I have built many cabinets with inset doors and used a hinge like Steve shows in the link from Home Depot, not the prettiest set up but still works.


----------



## baileymwmw (Dec 22, 2018)

I understand about not opening the link. You can get to it thru the Blum website too. The brochure specifies 9/16 on the backside of the face frame to mount the inset door adapter shown in the beginning of the pdf. Then on page 62, they show various other adapters that screw into the carcass that accommodate frameless hinges in a face frame cabinet. Kind of confusing.


----------



## BigJim (Sep 2, 2008)

If you look close that "H" is actually the backside of the cup drilled in the door, not the clearance of the back of the face frame. That is an expensive hinge and it has Zero adjustments, according to the specs there on page 62. You will have to have everything dead perfect, if it doesn't have an adjustment like it says it don't. IMHO it would be way better to go with the hinge Steve shows, it does have an adjustment and all you have to do is add a block behind the face frame. May not look as good but will work just as good. 

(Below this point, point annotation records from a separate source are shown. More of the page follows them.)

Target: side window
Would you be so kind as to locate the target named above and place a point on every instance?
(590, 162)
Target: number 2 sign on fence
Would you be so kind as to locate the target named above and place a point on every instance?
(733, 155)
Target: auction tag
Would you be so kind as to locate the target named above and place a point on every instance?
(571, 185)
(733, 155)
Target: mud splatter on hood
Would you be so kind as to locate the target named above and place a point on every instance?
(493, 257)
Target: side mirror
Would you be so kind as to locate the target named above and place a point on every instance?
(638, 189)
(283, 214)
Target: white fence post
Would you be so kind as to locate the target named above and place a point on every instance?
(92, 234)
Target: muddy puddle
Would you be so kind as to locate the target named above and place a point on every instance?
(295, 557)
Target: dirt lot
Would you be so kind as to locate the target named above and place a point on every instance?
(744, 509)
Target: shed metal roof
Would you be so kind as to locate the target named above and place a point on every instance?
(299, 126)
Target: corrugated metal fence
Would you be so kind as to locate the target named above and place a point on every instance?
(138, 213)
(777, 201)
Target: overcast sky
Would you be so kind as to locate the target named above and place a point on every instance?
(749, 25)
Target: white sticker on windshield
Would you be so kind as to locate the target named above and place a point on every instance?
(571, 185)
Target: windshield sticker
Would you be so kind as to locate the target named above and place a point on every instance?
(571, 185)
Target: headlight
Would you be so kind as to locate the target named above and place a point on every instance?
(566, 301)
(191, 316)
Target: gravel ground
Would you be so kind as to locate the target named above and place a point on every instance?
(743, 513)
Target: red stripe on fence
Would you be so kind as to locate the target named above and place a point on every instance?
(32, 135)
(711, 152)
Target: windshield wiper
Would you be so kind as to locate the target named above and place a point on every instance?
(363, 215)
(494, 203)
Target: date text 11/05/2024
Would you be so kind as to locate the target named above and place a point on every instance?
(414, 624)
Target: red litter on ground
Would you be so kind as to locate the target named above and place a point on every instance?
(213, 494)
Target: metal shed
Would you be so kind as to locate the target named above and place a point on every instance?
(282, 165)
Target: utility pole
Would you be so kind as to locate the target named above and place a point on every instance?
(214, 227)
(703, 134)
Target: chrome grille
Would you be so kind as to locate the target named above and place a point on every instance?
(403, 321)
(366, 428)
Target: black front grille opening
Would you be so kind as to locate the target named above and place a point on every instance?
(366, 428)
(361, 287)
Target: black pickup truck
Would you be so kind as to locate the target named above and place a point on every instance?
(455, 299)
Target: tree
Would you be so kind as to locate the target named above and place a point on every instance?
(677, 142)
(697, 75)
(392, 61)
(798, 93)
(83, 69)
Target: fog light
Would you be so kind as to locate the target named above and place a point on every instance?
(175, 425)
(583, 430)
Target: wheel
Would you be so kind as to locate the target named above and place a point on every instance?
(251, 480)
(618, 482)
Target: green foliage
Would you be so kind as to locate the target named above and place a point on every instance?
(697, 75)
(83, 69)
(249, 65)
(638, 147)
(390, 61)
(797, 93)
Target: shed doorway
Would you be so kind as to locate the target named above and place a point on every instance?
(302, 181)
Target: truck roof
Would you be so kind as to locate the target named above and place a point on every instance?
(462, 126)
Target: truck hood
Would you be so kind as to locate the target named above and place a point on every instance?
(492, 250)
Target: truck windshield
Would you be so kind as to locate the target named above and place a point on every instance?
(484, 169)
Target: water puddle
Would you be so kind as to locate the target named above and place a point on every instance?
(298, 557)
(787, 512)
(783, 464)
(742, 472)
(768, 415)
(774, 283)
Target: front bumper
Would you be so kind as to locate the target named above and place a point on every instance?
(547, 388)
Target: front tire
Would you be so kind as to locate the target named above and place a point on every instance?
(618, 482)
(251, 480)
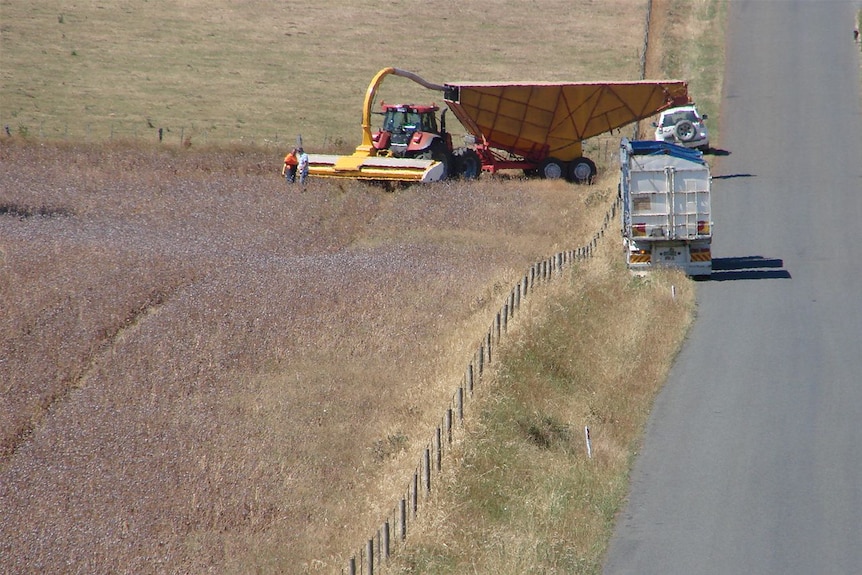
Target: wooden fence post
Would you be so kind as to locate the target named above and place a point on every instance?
(402, 510)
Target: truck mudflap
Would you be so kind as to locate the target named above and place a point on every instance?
(378, 168)
(695, 260)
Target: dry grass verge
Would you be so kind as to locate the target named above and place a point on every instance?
(523, 495)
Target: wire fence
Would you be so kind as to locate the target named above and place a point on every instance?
(100, 132)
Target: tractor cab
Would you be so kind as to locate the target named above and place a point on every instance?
(406, 129)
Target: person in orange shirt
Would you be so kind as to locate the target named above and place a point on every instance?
(289, 168)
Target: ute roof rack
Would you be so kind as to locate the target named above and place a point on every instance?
(656, 147)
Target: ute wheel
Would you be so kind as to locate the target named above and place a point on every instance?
(582, 171)
(467, 163)
(552, 169)
(684, 130)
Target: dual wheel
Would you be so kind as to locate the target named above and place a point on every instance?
(580, 170)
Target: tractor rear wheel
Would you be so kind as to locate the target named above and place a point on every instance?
(467, 163)
(438, 152)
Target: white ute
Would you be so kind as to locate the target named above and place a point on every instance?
(683, 126)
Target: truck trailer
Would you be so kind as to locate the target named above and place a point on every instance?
(666, 214)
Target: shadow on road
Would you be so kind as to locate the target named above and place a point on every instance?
(730, 176)
(747, 268)
(717, 152)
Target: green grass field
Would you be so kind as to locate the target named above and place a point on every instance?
(266, 71)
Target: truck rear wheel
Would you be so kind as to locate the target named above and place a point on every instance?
(467, 163)
(552, 169)
(581, 171)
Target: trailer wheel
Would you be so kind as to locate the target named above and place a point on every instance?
(684, 130)
(582, 171)
(552, 169)
(467, 163)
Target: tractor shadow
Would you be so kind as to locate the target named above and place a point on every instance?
(747, 268)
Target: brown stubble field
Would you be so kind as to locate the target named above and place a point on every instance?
(205, 369)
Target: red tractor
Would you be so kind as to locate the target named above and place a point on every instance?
(411, 131)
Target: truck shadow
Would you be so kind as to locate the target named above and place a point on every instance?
(747, 268)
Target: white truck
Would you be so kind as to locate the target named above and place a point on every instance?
(666, 217)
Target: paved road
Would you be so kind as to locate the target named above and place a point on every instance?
(753, 457)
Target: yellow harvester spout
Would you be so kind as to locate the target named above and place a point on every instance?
(364, 162)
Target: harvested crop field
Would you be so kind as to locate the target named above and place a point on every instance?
(205, 370)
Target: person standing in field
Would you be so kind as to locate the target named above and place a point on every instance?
(290, 166)
(303, 166)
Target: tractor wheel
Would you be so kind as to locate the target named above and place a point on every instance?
(552, 169)
(581, 171)
(685, 131)
(438, 152)
(467, 163)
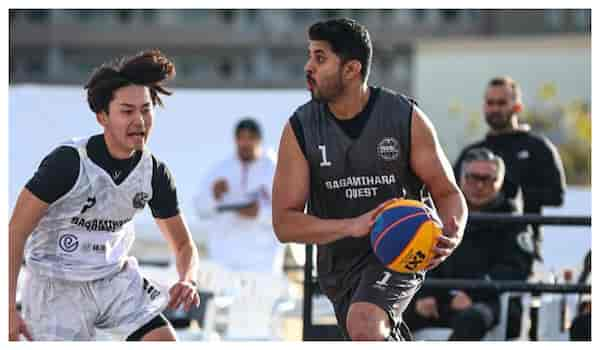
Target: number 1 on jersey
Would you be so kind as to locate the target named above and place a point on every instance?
(324, 161)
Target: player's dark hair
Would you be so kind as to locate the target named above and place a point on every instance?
(148, 68)
(249, 124)
(510, 82)
(349, 40)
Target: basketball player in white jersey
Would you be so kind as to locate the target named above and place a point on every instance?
(73, 221)
(235, 199)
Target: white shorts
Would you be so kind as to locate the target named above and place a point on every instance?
(56, 309)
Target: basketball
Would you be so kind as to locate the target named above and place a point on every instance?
(404, 234)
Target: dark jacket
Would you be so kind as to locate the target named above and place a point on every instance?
(532, 164)
(488, 251)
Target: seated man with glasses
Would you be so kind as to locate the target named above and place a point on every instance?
(497, 251)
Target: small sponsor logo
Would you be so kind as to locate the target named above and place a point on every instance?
(140, 199)
(414, 260)
(524, 154)
(152, 292)
(91, 201)
(68, 243)
(388, 149)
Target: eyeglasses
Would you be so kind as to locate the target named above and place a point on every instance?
(499, 102)
(474, 178)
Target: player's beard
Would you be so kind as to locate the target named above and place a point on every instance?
(498, 120)
(329, 89)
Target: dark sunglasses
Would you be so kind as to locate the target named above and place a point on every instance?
(486, 179)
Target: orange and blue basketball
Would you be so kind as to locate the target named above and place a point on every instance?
(404, 234)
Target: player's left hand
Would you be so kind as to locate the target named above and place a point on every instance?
(446, 243)
(183, 293)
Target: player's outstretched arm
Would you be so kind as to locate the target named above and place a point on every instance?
(27, 213)
(291, 186)
(177, 234)
(430, 164)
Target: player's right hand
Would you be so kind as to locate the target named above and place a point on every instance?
(16, 327)
(427, 307)
(220, 187)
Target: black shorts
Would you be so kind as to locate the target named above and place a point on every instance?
(391, 291)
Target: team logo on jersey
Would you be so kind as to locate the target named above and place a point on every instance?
(68, 243)
(140, 199)
(388, 149)
(91, 201)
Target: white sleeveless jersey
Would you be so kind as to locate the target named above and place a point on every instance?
(87, 233)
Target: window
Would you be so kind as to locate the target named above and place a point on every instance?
(582, 20)
(225, 69)
(124, 16)
(449, 15)
(38, 16)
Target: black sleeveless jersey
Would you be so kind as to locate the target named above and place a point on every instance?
(352, 175)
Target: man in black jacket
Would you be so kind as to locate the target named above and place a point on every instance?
(488, 251)
(533, 164)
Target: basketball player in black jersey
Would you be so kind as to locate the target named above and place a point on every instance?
(76, 211)
(343, 154)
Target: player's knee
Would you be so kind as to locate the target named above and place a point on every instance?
(367, 322)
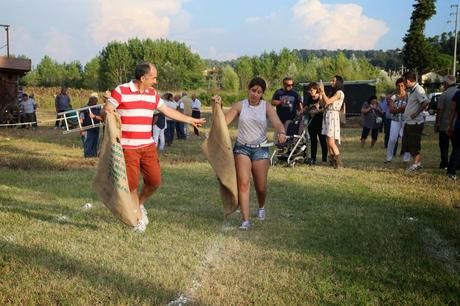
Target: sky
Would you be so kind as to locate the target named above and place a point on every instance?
(69, 30)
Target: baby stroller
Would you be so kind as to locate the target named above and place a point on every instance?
(294, 150)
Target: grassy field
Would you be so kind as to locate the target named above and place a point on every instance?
(367, 234)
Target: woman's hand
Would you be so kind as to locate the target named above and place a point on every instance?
(216, 99)
(281, 137)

You are going to have to have a stop on the opposite side of the face frame where the door closes (pull side), it has to have something for the door to stop against on that side with inset doors.


----------



## J.C. (Jan 20, 2012)

You are correct, pick plate height and which clip top hinge you would like. Looks like you need the 13mm height plate and you just have to decide which option hinge you want. Your more popular options would be 110° inset soft close, 110° self close, or 110° free swing. They also offer 100°, 120° and 170° options and I believe they now have them in colors other than nickel. Also, to the best of my knowledge all of their clip top hinges have three way adjustment.


----------



## mmwood_1 (Oct 24, 2007)

Standard hinge with a face frame mounting plate, or blocked out flush with the face frame. That's what I do.


----------